El alcalde de Barcelona, Jaume Collboni, deberá esperar hasta el último momento para saber si puede sumar una fotografía relevante: la aprobación de las ordenanzas fiscales de 2026, las segundas que puede tener aprobadas sin prórroga. En 2025, el ejecutivo socialista recibió un no de Barcelona en Comú a las cuentas, y tuvo que prorrogarlas, pero, en cambio, el partido lila permitió la aprobación de las ordenanzas fiscales por primera vez en el mandato. Este viernes podría ser la segunda vez. El PSC tiene el apoyo garantizado de ERC -aliado también en los presupuestos, que no ha conseguido aprobar por la vía ordinaria en ninguna ocasión. Pero Barcelona En Comú condiciona su sí a la aceptación por parte de Collboni del ruego en el que se le pide cumplir con el plan de regeneración urbana acordado con el gobierno el pasado otoño para la rehabilitación de 6.000 viviendas en barrios como el Besòs y el Maresme, la Pau y la Trinitat Vella. De hecho, el pacto entre BComú y el ejecutivo socialista que permitió la aprobación inicial de las ordenanzas fiscales en octubre pasado en comisión también incluía un IBI progresivo (es necesario modificar la ley de haciendas locales) y propuestas para favorecer el comercio de proximidad con planes de usos en Sant Martí, el Eixample y Ciutat Vella.
«Esperanzados» con el sí
Fuentes de Barcelona En Comú consultadas por TOT Barcelona confían poder votar a favor, porque consideran que «el Gobierno aceptará nuestro ruego». Por parte del PSC, se muestran «esperanzados» con la posibilidad de que BComú dé el sí a las ordenanzas y permita superar la mayoría necesaria en el pleno. El voto en contra de Junts, PP y VOX aboca al PSC a sumar los concejales lilas si quiere tener esta fotografía.

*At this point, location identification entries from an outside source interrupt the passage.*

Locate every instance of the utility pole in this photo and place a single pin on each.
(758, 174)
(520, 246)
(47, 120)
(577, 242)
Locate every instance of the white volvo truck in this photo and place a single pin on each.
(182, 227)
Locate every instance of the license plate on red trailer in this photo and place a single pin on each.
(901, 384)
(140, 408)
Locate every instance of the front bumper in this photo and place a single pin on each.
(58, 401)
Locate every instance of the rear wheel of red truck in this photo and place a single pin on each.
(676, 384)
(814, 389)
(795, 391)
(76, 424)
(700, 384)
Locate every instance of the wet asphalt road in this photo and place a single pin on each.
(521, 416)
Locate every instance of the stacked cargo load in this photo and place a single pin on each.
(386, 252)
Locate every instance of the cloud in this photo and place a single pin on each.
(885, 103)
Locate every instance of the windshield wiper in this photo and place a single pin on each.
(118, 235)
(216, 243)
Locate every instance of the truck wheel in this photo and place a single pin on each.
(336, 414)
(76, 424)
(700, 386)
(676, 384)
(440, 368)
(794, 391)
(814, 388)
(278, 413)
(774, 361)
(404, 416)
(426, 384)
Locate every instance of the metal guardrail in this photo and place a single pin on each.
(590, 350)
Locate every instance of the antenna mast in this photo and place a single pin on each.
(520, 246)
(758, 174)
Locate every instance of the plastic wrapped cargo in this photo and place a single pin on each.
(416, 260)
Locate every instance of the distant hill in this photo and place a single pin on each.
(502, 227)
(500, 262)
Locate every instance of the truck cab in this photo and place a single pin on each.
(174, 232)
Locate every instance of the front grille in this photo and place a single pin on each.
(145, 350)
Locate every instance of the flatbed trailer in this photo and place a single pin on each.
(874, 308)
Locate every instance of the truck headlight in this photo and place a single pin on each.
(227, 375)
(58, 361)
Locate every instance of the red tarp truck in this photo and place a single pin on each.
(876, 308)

Una fotografía que finalmente no ha tenido con los presupuestos. Después de muchas negociaciones, el partido que ahora lidera Gemma Tarafa optó por el no a las cuentas y llevó al alcalde a una segunda cuestión de confianza para aprobar automáticamente las cuentas.

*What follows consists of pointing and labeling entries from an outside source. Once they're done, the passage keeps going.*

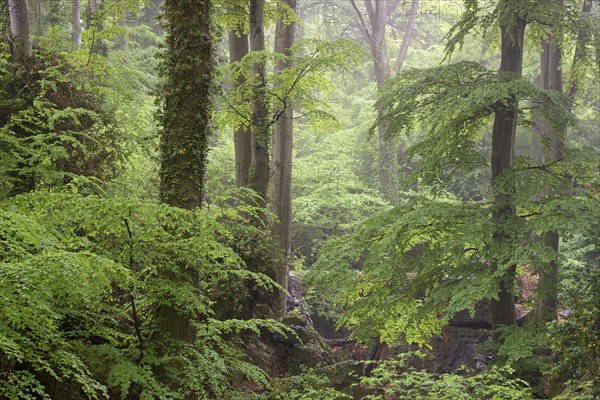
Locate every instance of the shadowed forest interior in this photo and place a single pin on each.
(299, 199)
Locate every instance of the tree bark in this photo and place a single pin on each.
(20, 28)
(238, 48)
(186, 90)
(76, 14)
(410, 27)
(553, 139)
(503, 139)
(580, 51)
(374, 32)
(281, 188)
(260, 123)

Sea como sea, todo apunta a que el sentido del voto de Barcelona en Comú se conocerá antes del pleno. El partido ha convocado a la prensa antes del pleno, justo unos minutos antes de que el ejecutivo municipal también haga una comparecencia con los medios. Todo hace pensar que el gobierno Collboni aceptará el ruego y dejará vía libre a Barcelona en Comú para argumentar su sí a las ordenanzas fiscales de 2026, como ya hizo con las de 2025.

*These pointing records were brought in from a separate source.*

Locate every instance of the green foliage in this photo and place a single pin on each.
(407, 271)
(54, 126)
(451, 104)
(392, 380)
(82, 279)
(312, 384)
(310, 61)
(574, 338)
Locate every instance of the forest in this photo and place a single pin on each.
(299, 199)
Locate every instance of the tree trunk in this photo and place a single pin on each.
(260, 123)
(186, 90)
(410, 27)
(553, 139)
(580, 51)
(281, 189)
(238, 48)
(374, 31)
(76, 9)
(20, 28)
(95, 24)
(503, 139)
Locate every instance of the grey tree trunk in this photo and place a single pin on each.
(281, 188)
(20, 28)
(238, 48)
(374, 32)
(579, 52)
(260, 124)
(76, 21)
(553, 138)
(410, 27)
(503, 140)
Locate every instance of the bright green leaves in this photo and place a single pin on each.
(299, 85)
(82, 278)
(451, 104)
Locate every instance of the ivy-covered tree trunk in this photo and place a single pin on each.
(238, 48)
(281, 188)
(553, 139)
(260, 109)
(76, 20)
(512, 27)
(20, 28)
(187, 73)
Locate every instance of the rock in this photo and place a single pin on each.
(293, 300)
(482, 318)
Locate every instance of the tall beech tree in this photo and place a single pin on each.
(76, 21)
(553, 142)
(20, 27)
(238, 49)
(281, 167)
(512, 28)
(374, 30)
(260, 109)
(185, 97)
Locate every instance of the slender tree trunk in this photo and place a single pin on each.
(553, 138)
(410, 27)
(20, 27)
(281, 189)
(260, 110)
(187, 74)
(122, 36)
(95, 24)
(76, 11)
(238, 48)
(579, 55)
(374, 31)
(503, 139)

Las ordenanzas presentadas por el ejecutivo socialista, que cuentan con el visto bueno de ERC, contienen el incremento del recargo turístico municipal, que a partir del 1 de abril pasará de cuatro a cinco euros por persona y noche. El aumento será de un euro al año por persona y noche hasta 2029, lo que permitirá al Ayuntamiento recaudar unos 200 millones de euros más.